Annie, who had always avoided going to a clinic or hospital during her working life, was diagnosed as having suffered a major stroke.
She was admitted to hospital immediately. All this happened in New York where she and her family were residing.
“That was the most difficult episode in our lives. Everything started to collapse right before our eyes,” said Tom Thong, 65, who has been married to Annie for about 40 years.
“The Annie we all love was reduced to a vegetable,” Tom continued. “The hospital kept Annie for a month and had to discharge her under their policy.
“We were left with two options: to send her to another hospital or take her home. We opted for the latter because we couldn’t afford the hospital bill.”
When Annie returned home, she was dependent on the family members to do everything for her. Tom pointed out that it was very hard for Annie to accept her situation, as she had been a strong and independent person all along.
Tom put an inflatable mattress on the floor in the living room downstairs and Annie slept and ate there. Tom became full-time caregiver to his wife. Annie was unable to sit, stand or even talk. She could only utter sounds. But it wasn’t difficult for Tom to know when she was upset.
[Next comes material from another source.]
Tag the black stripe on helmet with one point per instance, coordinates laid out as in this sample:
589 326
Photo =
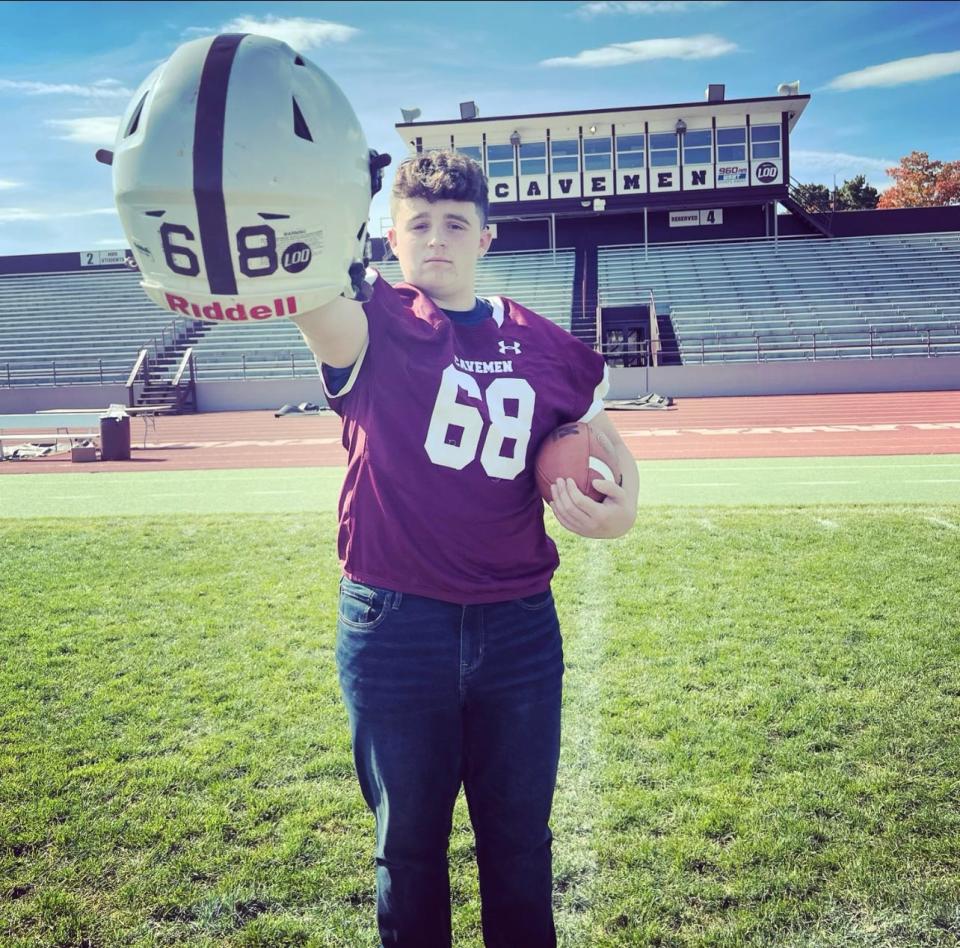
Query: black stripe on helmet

Little by little, they devised a way to communicate with each other – Tom learnt to ask the right questions and Annie made various sounds to indicate what she wanted.
“My boys had to learn to be responsible for themselves soon after realising that their mum was not able to do things she used to do for them. It became even harder when Annie refused to see some of her relatives and close friends. I knew she didn’t want them to see her in such a helpless state,” said Tom.
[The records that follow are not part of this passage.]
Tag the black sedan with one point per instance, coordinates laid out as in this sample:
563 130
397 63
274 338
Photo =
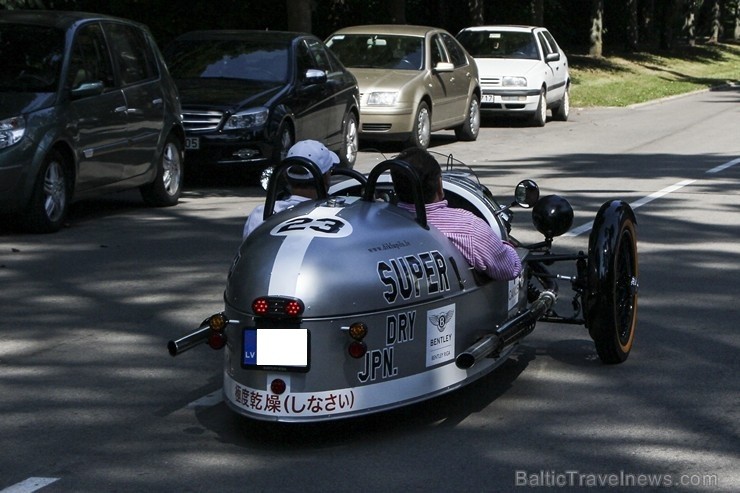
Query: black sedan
247 96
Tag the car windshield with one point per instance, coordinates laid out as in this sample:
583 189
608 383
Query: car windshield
378 51
32 58
499 44
228 59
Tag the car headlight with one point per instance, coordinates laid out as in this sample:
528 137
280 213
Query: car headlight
382 98
11 131
255 117
510 81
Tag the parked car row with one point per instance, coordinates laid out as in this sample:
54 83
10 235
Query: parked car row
89 105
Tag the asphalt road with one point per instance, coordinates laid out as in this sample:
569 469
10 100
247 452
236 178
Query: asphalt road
90 401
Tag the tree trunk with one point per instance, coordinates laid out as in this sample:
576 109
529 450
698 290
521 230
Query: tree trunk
477 12
299 15
632 25
538 12
397 11
716 22
597 28
689 23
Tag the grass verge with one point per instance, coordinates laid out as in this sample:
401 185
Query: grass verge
640 77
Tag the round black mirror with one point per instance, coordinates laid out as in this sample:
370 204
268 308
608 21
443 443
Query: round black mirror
526 194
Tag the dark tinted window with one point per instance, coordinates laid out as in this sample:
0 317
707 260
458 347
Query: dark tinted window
378 51
228 59
90 61
31 58
132 53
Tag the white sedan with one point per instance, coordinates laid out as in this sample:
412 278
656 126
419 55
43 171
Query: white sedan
522 71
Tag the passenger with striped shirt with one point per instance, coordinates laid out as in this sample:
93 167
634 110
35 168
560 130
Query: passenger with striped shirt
469 233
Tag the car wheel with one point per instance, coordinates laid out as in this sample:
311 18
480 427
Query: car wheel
540 115
422 131
50 199
611 298
562 112
285 143
165 190
350 142
468 131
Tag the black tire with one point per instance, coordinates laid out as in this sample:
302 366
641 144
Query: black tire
540 115
51 195
350 141
421 133
468 131
611 297
166 188
285 142
562 112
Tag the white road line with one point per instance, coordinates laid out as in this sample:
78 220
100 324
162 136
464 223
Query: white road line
660 193
29 485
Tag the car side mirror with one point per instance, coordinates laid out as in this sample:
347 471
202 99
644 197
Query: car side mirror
314 76
87 89
444 67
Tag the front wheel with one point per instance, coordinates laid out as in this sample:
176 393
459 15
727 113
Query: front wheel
540 115
611 297
50 199
350 142
422 129
166 188
562 111
468 131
Over time, the situation began to improve slowly for Tom and Annie, 63. They worked out a daily routine on what needed to be done for family life to continue smoothly.
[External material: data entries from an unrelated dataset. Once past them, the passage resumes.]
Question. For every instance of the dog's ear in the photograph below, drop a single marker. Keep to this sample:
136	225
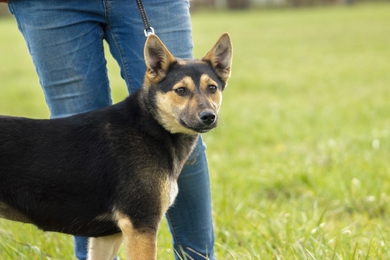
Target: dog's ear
220	57
157	58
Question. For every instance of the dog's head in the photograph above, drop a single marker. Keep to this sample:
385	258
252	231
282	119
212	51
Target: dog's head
187	93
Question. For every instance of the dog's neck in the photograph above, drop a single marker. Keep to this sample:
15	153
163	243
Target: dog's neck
183	143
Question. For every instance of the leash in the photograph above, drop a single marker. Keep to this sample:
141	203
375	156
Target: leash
148	29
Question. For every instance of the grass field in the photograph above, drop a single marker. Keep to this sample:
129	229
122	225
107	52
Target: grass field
300	163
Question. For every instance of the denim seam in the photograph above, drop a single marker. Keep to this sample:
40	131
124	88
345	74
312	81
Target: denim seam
122	57
174	232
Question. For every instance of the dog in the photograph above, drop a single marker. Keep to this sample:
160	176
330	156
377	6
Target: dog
111	174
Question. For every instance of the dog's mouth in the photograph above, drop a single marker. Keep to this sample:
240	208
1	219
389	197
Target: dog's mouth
200	127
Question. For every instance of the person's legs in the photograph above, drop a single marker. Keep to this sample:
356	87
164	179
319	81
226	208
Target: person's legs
66	45
65	41
190	218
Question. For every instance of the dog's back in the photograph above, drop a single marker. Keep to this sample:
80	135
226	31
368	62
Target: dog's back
113	170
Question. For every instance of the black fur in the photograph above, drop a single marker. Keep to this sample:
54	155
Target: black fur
61	174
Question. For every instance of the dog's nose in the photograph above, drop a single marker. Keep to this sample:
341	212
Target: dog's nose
207	117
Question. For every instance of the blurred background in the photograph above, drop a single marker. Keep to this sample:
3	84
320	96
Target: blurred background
299	164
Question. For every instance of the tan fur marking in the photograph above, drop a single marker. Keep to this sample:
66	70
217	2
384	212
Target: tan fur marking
216	98
104	248
138	244
171	104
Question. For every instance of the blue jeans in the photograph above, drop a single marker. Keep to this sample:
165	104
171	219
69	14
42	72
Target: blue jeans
65	40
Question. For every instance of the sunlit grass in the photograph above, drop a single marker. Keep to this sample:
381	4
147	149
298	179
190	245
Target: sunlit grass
299	163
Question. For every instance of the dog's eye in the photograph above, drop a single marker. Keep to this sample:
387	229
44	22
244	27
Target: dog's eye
212	88
181	91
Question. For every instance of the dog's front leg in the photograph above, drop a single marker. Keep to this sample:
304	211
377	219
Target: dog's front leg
140	244
104	248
Annie’s condition also started to improve; now she is able to walk a few steps with support. She can also put together a few words even though it takes some time to do so.
The Thongs have since moved back to Kuala Lumpur. They were in the United States for 25 years. The Thongs do make occasional trips overseas.
Tom makes it a point to take Annie out with him – albeit in a wheelchair – whenever necessary.
He would like to see more wheelchair-friendly features in buildings, especially restaurants.
He pointed out that such features would enable people like him and his wife to go out more often.
“It is a vital part of rehabilitation for stroke patients,” said Tom.
The Thongs see everything that happened in their lives as a blessing from God.
“Living an extravagant lifestyle and wearing only branded attire may sound tantalising to many people. However, such a lifestyle also brings on unnecessary stress and a certain responsibility as well. It could rob one of knowing what really matters in life at the end of the day,” said Tom.
“What my wife and I went through has brought us much closer to each other and to our children. Before Annie’s stroke, there were times when we spent as many as six months away from each other when we were working. The experience has taught us to cherish what is truly priceless in our lives,” Tom concluded.
Tom and Annie will be spending Chinese New Year with Tom’s parents in Kuala Lumpur.